Texturizing of FABRICS endows the textile new physical properties, such as bulk, feel, absorbency, and patterns. Texturizing processes which were once designed for man-made fibres, are now also applied to natural and mix fibres.
Singeing is a process to produce a smooth surface finish on fabrics made from staple fibres. The fabrics are rapidly passed over a heated copper plate or above a gas flame to burn ends of protruding fibres. Filament yarns do not require singeing, as there are no short fiber ends to project onto the surface of the fabric. A process similar to this but lighter in effect is Ironing, which removes creases from a fabric or garment.

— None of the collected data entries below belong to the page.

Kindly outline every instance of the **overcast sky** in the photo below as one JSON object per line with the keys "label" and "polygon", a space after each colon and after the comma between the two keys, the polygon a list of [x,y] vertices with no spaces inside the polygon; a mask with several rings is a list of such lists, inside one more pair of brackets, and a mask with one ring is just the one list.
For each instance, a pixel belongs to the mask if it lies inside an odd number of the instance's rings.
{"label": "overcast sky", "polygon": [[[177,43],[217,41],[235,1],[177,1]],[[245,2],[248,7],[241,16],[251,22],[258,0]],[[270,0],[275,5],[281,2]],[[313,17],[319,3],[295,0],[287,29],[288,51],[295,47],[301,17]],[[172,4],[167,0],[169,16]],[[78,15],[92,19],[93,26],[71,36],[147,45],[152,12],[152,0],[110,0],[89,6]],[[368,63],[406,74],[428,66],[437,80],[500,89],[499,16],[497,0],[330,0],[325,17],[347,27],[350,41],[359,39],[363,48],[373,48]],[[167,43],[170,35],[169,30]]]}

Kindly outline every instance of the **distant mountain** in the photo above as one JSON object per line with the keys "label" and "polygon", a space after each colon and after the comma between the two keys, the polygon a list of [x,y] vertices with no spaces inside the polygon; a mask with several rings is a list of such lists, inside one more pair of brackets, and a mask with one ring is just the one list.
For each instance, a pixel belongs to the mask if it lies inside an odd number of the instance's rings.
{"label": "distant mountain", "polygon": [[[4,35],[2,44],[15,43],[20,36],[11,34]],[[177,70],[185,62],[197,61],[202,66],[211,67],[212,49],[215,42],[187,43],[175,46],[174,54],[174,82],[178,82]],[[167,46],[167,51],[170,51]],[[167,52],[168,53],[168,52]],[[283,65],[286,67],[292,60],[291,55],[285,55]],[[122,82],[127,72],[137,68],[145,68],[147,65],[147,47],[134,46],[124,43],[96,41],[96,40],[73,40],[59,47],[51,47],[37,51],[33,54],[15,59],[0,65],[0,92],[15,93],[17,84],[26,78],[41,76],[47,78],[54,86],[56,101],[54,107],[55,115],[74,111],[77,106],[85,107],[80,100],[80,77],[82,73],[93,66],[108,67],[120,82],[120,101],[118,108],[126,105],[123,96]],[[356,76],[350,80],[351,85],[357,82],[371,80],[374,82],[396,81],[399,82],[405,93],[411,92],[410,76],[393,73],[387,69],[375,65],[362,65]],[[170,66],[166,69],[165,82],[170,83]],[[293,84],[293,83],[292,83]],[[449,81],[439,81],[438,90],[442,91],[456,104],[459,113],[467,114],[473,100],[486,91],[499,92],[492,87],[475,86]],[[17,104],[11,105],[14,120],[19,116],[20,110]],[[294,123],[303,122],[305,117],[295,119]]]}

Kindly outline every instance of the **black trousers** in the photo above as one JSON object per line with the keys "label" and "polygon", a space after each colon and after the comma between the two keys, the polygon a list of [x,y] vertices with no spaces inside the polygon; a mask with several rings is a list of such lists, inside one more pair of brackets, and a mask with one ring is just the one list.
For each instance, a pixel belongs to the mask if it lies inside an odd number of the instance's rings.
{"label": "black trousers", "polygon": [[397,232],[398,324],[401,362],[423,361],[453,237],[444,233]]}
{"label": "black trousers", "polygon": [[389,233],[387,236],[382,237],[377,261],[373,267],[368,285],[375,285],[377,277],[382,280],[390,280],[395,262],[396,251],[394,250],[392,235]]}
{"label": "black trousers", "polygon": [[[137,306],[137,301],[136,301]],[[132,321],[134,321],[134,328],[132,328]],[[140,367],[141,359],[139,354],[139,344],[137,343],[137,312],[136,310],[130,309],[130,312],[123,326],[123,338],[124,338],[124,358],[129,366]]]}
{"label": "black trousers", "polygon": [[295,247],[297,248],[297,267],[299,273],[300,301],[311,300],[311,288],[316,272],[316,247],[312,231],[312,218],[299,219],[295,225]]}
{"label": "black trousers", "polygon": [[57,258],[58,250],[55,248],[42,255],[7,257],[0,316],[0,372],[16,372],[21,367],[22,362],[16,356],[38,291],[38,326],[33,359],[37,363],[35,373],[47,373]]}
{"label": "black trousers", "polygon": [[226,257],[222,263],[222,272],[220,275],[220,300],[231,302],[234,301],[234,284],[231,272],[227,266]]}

Napped and Sueded fabrics have fiber ends brushed-up onto the surface of the fabric. Napping and sueding are applied to woven or knitted goods. Term pile is often used to refer to the fiber ends that appear on the surface of the cloth. Sueding develops a very low pile on the surface of the fabric that looks and feels like a suede leather. An abrasive material like a sandpaper, is rubbed over a fabric surface to achieve the finish. Napped fabrics are used for clothing and household textiles in which warmth is desired. Fabrics that have some component of thermoplastics or are resin treated are napped to emboss various types of textures. Embossed designs provide surface texture at a lower cost than do woven designs. Blankets, sleep wear, coating fabrics, sweaters etc. are from napped fabrics. Flocking has short fibres with glue printed on the fabric, wholly or selectively (to form patterns).
Beetling is a finish used on linen and fabrics that resemble linen. The fabric revolves slowly over a wooden drum and is pounded with wooden block hammers. The pounding flattens the fabric to make the weave appear more closely woven. The process increases the lustre, smoothness, and absorbency of the fabric.